Cost complexity pruning begins with a full tree(using a 0 Cp value) then removes the least important splits according to the optimal Cp value.

Regression Trees

It is grown similarly to the classification tree. Instead of using impurity measure like Gini, we use RSS.

Variable Importance

Variable importance shows the ordering of variables according to their contribution to the model.

Variable Importance Table

Variable Importance
concave.points_mean 134.5302
perimeter_worst 113.6826
radius_worst 113.3666
concave.points_worst 112.9353
concavity_mean 109.4282
concavity_worst 90.3203
area_worst 25.7681
texture_worst 17.4773
area_mean 14.3656
perimeter_mean 14.3656

Variable Importance Plot

Model Assessment in Classification

Confusion Matrix

For classification, the simplest form of model assessment is using a confusion matrix.

Example
Actual Positive Actual Negative
Predicted Positive TP FP
Predicted Negative FN TN
Example
High Low
High 128 9
Low 346 466

From the confusion matrix we can derive several performance measures: accuracy, precision, sensitivity/recall.

Accuracy

The proportion of all predictions (both positive and negative) that were correct.

\(accuracy = \frac{TP + TN}{N}\)

Precision

The proportion of positive predictions that were actually positive. When positive is predicted, how often is it right?

\(precision = \frac{TP}{TP+FP}\)

Sensitivity

The proportion of actual positives that were classed correctly. Out of all actual positives, how many were caught?

\(sensitivity = \frac{TP}{TP+FN}\)

Specificity

The proportion of actual negatives that were classed correctly.

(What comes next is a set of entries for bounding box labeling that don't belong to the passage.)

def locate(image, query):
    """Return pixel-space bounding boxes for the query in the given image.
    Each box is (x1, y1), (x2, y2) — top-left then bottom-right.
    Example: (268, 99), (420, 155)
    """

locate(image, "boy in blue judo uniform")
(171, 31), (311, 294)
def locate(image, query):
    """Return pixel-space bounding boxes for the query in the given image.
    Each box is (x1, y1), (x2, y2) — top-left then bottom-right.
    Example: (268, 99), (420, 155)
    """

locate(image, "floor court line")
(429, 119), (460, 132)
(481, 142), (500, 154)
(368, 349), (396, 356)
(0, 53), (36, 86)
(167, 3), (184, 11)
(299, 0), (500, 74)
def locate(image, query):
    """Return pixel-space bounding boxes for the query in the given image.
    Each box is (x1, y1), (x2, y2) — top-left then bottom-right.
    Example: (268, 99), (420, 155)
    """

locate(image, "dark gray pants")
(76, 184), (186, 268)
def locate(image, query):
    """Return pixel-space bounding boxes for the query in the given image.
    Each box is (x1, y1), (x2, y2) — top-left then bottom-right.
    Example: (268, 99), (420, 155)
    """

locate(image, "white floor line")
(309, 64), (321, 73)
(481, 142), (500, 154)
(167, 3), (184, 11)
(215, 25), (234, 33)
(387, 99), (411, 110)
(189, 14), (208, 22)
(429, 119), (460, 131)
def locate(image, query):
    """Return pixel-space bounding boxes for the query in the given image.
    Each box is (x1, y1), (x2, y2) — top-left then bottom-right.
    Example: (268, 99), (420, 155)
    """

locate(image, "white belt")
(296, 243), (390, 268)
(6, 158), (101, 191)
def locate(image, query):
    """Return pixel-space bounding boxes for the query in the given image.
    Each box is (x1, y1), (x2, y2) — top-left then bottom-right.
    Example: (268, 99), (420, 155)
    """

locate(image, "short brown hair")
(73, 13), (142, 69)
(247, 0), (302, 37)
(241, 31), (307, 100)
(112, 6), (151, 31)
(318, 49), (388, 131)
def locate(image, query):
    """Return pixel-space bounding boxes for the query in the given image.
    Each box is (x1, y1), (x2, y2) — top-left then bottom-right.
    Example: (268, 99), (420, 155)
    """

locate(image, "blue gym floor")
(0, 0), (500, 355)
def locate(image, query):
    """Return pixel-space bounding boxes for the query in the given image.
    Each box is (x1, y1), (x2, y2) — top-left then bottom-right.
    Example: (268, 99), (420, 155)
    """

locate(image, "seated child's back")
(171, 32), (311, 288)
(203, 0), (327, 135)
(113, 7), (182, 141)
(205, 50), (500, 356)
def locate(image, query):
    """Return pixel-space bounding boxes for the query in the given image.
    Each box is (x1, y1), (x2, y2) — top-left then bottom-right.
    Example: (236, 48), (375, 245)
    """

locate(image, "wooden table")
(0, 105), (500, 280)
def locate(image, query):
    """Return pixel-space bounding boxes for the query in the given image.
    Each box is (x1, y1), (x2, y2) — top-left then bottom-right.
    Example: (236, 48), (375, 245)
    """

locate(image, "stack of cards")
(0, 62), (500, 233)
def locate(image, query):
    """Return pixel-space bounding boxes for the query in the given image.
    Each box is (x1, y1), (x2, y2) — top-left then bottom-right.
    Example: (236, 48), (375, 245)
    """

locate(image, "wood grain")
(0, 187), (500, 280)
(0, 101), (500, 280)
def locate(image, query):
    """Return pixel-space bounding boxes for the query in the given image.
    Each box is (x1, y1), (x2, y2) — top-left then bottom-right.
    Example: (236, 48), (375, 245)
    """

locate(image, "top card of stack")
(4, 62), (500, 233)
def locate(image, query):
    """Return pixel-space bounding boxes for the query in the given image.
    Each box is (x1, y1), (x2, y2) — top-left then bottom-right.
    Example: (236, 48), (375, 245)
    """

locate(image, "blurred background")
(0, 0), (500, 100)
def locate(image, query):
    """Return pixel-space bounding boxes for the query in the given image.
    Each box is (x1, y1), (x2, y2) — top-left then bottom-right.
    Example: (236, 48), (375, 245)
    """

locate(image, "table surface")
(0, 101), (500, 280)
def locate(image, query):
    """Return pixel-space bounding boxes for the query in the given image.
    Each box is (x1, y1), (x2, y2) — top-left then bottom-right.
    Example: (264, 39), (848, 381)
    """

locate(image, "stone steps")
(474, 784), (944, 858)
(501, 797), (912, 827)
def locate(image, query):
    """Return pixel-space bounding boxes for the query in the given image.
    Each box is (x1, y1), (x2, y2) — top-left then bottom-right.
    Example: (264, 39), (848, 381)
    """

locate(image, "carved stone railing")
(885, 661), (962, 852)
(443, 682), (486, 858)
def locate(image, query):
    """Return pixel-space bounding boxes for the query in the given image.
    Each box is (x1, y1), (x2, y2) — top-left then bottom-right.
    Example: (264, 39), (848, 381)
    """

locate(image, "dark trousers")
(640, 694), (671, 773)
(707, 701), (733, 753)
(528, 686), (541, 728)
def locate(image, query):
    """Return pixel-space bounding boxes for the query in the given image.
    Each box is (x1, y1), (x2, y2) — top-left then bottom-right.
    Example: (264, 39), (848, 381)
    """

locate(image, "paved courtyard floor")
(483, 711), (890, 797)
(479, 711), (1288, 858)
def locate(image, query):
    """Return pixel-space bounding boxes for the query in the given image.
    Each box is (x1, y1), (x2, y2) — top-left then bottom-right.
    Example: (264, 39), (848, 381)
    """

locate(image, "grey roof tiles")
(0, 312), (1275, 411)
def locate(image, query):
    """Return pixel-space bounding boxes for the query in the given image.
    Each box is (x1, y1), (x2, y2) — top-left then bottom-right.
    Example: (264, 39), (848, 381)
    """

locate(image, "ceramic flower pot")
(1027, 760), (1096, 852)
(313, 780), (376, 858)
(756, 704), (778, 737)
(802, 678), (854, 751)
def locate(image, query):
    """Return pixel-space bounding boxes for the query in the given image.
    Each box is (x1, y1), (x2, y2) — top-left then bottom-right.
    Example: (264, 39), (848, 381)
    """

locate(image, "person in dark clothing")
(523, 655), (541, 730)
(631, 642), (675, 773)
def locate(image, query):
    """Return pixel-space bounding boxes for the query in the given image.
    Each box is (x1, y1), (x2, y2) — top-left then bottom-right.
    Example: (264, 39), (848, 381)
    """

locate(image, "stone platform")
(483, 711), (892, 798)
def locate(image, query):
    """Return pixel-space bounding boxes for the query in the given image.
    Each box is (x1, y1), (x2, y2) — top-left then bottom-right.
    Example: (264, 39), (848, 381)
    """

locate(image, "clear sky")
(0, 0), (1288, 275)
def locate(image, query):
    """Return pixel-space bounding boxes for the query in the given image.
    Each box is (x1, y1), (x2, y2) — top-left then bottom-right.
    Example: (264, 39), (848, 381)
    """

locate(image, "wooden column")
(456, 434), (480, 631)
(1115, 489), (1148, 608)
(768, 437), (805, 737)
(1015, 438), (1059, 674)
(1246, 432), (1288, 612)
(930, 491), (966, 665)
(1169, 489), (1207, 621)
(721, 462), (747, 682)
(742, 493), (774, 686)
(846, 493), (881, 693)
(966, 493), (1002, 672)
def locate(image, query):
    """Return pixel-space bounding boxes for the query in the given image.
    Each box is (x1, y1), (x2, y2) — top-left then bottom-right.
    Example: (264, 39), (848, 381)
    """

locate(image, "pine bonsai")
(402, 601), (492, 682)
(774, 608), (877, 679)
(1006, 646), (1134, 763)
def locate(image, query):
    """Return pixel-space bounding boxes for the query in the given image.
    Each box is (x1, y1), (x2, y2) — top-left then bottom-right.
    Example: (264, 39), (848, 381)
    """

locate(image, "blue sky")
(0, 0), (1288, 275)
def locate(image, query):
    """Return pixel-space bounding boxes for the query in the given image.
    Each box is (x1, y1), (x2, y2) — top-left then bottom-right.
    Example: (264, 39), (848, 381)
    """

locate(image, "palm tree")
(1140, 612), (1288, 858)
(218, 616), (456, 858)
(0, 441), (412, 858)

\(specificity = \frac{TN}{TN+FP}\)

ROC Curve (Receiver Operator Characteristic Curve)

Another form of model assessment for classification is the ROC curve. This curve compares the true positive rate(sensitivity) and the false positive rate(1 - sensitivity).

A cut-off value is used as a threshold. Such that if a cut off value is .8 and a node has .75 Yes and .25 No, it will still be classed as No even though the majority class is Yes.

Ensemble Trees

Random Forrest

Ensembles many decision trees built on bootstrapped samples and random subsets of predictors. This reduces variance by averaging many independent trees, while keeping bias similar to a single deep tree.

Random Forrest Algorithm 1. Training a. Get a random sample of observations(with replacement) from the training data. b. For each split, choose among a random sample of of features to determine that split(without replacement). c. Train the decision tree on the above. d. Repeat

  1. Predicting
  1. Predict the target using each previously trained tree.
  2. Average the predictions.
Random Forrest Parameters
Number of Trees

The number of trees to grow. The more trees the better, especially for datasets with a large number of observations or predictors.

Proportion of Observations

The proportion of observations in each random sample to build each individual tree. Must ensure each observations is used at least once. So if the proportion of observations is small then the number of trees need to be larger.

Proportion of features

The proportion of features to be used at each split. This parameter is usually tuned as part of the model fitting process.

Gradient Boosting Machine

Builds trees sequentially, where each new tree attempts to correct the errors of the previous ones. This reduces bias, but can increase variance, making tuning/regularization important.